Anamika is a 2022 Hindi-language streaming television series directed by Vikram Bhatt and written by Shweta Bothra. It stars Sunny Leone, Rahul Dev, Sonnalli Seygall, Samir Soni, Shehzad Shaikh, Ayaz Khan, Romil K. Sharma. The series is also available in Tamil, Telugu, Malayalam, Kannada, Marathi and Bengali languages in dubbed version. The series is OTT debut of Sunny Leone in her acting career.

== Cast ==
- Sunny Leone as Anamika
- Rahul Dev as Ravi Shrivastav
- Ayaz Khan as Dr. Prashant
- Sonnalli Seygall as Rhea
- Samir Soni as Sameer Oberoi
- Randheer Rai As Walia Saab
- Susheel Parashar as Raghunath Chouhan
- Libert Olivera as Police chief
- Rajesh Desai as Hafiz
- Garrvil Mohan as Ansari
- Manish Kapoor as Hotel manager
- Abhishek Sharma as Khurana
- Puneet Tejwani as Desai
- Gourav Singh as Kappor
- Shehzad Shaikh as Rohan
- Romil K. Sharma as Pradeep

== Plot ==
Anamika (Sunny Leone), who lost her memories in a dramatic situation, continues her fights and revenges without knowing her past that she was a spy cop.

== Release ==
The official trailer of Anamika was released on 1 March 2022. The web series was released on MX Player on 10 March 2022.

== Reception ==
Archika Khurana of The Times of India rated 3 out of 5 stars and wrote "Sunny Leone in and as Anamika engages the viewers in the thrilling encounters with the mafia and DTA Agents who are after her. One can really sit back and enjoy the action. Her training in a variety of combat (a combination of martial arts forms) is evident, especially in her movements and body language."
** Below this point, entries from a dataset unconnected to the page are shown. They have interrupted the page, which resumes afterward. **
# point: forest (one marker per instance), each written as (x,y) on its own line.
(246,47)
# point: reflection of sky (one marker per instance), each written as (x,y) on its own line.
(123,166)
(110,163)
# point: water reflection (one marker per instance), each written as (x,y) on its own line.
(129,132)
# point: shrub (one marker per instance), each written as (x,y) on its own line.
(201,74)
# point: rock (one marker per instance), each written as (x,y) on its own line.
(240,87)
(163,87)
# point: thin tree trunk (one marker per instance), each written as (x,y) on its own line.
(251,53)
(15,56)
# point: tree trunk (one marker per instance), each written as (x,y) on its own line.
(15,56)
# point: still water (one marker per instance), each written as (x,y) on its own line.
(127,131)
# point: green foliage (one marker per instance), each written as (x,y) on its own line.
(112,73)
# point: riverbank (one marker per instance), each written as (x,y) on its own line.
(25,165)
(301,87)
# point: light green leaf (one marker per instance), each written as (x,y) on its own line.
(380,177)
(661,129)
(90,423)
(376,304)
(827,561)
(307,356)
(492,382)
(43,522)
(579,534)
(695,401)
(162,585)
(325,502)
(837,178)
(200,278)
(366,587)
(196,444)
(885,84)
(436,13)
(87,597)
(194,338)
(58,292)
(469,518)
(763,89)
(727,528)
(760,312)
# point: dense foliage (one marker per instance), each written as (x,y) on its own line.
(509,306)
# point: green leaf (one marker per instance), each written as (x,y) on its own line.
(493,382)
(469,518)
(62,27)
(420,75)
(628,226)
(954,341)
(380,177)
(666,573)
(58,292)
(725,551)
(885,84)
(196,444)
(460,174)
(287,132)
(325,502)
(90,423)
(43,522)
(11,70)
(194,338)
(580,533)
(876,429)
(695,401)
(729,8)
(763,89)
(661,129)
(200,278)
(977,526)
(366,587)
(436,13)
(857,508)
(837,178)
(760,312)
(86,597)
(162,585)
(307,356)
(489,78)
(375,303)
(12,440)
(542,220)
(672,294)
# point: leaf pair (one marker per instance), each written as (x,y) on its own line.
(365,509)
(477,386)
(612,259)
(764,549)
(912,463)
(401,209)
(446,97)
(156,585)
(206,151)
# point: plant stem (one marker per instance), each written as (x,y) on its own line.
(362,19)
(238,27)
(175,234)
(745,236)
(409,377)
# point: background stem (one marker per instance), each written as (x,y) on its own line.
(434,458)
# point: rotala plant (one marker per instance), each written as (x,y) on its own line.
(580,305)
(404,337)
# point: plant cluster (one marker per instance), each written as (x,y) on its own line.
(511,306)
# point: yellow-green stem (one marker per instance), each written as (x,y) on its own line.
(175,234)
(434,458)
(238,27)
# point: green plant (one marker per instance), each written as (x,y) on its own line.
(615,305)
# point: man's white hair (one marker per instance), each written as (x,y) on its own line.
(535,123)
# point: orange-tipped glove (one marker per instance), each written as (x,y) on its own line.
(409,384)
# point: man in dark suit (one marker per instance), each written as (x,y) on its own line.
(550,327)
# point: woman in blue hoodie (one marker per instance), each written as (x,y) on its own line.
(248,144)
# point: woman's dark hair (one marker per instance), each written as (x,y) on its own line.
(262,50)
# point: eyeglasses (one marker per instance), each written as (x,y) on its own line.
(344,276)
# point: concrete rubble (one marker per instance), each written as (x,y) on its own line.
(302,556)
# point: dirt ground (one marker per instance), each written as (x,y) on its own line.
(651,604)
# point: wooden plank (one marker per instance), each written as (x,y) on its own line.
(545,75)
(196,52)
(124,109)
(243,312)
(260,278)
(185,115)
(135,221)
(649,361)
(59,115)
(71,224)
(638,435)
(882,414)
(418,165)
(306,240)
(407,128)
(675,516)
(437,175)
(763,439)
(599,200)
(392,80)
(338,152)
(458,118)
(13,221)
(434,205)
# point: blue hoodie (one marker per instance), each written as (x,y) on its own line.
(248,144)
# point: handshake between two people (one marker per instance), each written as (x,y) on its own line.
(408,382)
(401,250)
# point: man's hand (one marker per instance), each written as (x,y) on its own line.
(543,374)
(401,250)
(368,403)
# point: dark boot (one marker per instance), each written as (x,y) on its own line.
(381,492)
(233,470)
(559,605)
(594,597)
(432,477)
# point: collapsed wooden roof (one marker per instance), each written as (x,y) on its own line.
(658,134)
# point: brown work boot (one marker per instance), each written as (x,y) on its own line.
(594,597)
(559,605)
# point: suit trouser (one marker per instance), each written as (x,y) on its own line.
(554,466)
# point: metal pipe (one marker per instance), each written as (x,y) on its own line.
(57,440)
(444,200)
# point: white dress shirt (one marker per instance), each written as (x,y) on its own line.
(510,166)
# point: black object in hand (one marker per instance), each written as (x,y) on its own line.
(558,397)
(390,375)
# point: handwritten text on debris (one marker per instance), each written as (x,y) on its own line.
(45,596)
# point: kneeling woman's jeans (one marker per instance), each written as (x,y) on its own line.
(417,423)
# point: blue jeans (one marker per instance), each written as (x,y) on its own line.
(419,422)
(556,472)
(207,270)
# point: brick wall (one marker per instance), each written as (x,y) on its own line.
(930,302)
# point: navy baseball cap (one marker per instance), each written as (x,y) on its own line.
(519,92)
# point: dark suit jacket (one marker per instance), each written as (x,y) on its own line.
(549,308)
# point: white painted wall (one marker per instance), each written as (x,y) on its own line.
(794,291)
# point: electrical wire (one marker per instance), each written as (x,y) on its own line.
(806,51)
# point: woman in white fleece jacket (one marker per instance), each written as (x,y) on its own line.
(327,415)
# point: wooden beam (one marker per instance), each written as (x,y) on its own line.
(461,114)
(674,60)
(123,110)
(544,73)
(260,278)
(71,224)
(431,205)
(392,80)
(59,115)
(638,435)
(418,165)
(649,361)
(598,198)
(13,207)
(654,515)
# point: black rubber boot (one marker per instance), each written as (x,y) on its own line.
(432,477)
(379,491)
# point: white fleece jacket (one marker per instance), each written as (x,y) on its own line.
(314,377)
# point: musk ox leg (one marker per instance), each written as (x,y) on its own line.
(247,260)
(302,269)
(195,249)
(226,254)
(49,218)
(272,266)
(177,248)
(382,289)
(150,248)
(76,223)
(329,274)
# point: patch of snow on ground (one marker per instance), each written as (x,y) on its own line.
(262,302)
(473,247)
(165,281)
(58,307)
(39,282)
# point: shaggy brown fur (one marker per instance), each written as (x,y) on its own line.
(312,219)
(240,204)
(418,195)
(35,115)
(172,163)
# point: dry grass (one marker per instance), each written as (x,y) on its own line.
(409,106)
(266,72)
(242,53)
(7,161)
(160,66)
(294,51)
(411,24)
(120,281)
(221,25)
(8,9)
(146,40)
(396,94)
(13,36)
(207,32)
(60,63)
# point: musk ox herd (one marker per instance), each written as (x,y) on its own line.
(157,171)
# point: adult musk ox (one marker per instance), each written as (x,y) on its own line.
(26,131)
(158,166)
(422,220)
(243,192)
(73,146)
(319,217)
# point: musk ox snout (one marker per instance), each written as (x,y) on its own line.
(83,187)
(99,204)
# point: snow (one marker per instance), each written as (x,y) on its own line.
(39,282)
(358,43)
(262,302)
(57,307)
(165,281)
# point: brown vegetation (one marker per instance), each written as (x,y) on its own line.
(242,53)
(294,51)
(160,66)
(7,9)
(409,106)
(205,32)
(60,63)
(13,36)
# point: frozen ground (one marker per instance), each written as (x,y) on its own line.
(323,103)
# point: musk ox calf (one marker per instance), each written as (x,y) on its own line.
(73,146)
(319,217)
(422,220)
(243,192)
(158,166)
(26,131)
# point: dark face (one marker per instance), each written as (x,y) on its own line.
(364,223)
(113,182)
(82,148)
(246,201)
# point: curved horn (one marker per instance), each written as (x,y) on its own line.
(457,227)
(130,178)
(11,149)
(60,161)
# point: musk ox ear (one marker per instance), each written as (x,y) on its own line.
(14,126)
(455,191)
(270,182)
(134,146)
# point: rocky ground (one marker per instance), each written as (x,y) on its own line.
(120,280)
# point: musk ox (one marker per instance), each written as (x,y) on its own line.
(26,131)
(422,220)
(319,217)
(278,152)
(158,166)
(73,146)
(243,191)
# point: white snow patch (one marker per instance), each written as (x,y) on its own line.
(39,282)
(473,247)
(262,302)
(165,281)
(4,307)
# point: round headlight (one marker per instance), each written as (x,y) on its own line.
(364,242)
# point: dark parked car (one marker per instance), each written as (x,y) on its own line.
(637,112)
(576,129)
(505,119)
Udita Jhunjhunwala for Firstpost wrote "The supporting actors range from caricatures (Ansari, an expletive spewing drug dealer dressed in all-white) to deadpan (Shrivastav) to slightly camp (Sameer Soni as businessman Sameer Oberoi)."

Priyakshi Sharma of Pinkvilla wrote "It should be definitely noted that Sunny Leone is cast in a never-seen-before action avatar. She’s knocking down men with guns with ferocity. In Anamika, she is not reduced to being an object of the male gaze, but she’s someone with a complex history, a troubled past, and a conflict with her own mind, and that’s a great start to break free of being typecast."

Reviewing the web series Binged wrote "The climax, like most of the story before offers twists. They don’t have an impact, and some we can see them coming miles away."